O presidente do Sporting, Bruno de Carvalho, defendeu hoje que “os próximos anos são fundamentais para consolidar tudo o que se fez nos últimos quatro” e que “começar de novo seria um retrocesso fatal para o clube”.

Num depoimento na sua página pessoal no Facebook, Bruno de Carvalho sustenta a recandidatura a novo mandato com a necessidade de prosseguir o trabalho até aqui realizado e contesta a data escolhida para a realização das eleições, que considera coincidir com uma altura crítica da época desportiva.

“As eleições, que muito respeito, vão realizar-se a 04 de março, numa altura crítica da época desportiva. Não concordo, nunca concordei e já o disse, mas é isto que dizem os Estatutos que são, como todos sabemos, a Constituição do Clube e por isso têm que ser respeitados”, refere.

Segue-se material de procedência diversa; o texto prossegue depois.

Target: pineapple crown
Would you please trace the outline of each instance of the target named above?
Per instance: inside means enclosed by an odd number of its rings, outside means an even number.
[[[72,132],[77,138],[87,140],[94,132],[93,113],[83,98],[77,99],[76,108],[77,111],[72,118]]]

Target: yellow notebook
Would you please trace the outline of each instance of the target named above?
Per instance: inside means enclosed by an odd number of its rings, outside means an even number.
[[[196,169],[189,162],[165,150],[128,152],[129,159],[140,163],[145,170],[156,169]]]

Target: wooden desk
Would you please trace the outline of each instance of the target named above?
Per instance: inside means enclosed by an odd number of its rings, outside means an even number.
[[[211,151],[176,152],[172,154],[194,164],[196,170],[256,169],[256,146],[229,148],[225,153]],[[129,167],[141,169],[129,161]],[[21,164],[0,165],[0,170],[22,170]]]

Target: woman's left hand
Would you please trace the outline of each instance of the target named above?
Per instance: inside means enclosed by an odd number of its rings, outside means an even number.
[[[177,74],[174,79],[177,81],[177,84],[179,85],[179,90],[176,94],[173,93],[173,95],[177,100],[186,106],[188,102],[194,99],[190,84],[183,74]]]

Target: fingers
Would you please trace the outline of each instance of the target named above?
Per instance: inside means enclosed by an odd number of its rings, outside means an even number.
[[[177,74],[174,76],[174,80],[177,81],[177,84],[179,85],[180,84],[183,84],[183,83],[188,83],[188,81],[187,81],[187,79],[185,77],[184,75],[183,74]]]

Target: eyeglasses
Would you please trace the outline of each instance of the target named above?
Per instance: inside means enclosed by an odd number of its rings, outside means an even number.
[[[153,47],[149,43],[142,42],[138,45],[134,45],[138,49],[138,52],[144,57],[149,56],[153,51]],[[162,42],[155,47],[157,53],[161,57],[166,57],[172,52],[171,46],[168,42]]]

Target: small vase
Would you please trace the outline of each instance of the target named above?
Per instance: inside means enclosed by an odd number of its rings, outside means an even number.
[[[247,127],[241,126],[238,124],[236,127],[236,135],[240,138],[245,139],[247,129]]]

O presidente ‘leonino’ afirma que se recandidata por amor ao Sporting, que será sempre seu para além da morte e para o qual trabalhou, nos últimos quatro anos, 24 horas por dia, prometendo, assim, continuar até quando estiver em funções.

“A dimensão e grandeza do Sporting faz com que os olhos do país inteiro estejam sobre nós. Façamos deste ato eleitoral um exemplo e uma festa da democracia de modo a não darmos aos nossos adversários pretextos desnecessários para nos denegrirem”, refere.

Bruno de Carvalho anunciou a sua recandidatura, nas eleições marcadas para 04 de março, afirmando que “muita há ainda por fazer” e que, neste “tempo de reflexão” foi capaz de identificar “não apenas o que correu bem” mas também aquilo que foi feito “menos bem e que carece, naturalmente, de ser melhorado”.

“Após observar também a candidatura que já se apresentou [Pedro Madeira Rodrigues] e as movimentações com vista a outros possíveis projetos, e ouvindo nos últimos dias as palavras de incentivo de milhares de Sócios e Adeptos que decidi manter a intenção – que, diga-se, em nenhum momento neguei – de me recandidatar a um novo mandato como Presidente do Sporting Clube de Portugal”, informou Bruno de Carvalho.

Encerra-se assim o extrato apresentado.